A Good Night’s Sleep
|Gerald Tannock||University of Otago||https://orcid.org/0000-0002-9197-733X|
|Anne-Louise Heath||University of Otago||https://orcid.org/0000-0003-2856-0782|
|Barbara Galland||University of Otago||https://orcid.org/0000-0002-2376-3575|
|Nancy Rehrer||University of Otago||https://orcid.org/0000-0003-2201-0958|
|Ian Sims||Ferrier Research Institute|
|Lynley Drummond||Drummond Food Science Advisory Ltd||https://orcid.org/0000-0002-1350-8132|
|Yafei Liu||University of Otago|
Principal Investigator: Emeritus Professor Gerald Tannock, University of Otago
Collaborating Organisations: Victoria University Wellington, Drummond Food Science Advisory Limited
A multidisciplinary team of scientists pursued the concept that new complementary (weaning) foods containing ingredients rich in dietary fibres that promote a particular microbial fermentation in the bowel of infants, will prolong sleep duration. A food containing this mixture of dietary fibres will help satisfy the night-long energy requirements of the child, and lead to fewer night time wakings. While glucose and other easily digested and assimilated macronutrients in food are absorbed quickly from the small bowel, fermentation of dietary fibres by bacteria in the colon takes longer and occurs later, thus providing sustained energy harvest from the diet. The fermentation products (short chain fatty acids) are absorbed from the bowel and have caloric value.
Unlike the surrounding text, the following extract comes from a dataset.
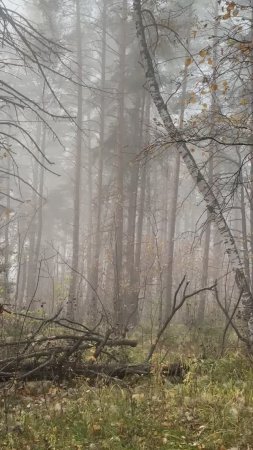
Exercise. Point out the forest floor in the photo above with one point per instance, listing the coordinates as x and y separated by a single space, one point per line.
211 409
The objective of the research was to formulate a weaning food that satisfies regulatory requirements and promotes a sustained release of energy by bowel bacteria, helping to satisfy the energy requirements of the child throughout the night. A range of plant polysaccharides representing the various categories of dietary fibre have been tested in laboratory experiments with defined, multi-component mixtures of bowel bacteria. Potential formulations for foods containing polysaccharides that could promote the desired kind of fermentation to improve sleep patterns have been developed. The concept is supported by the results of a study in which the concentrations of bacterial fermentation products was determined in infant faeces and statistically tested in relation to sleep duration of the infants. The research results support the prospect of the formulation of complementary foods that promote a good night’s sleep and which could be tested in an intervention trial with funding support from the food industry and other sources.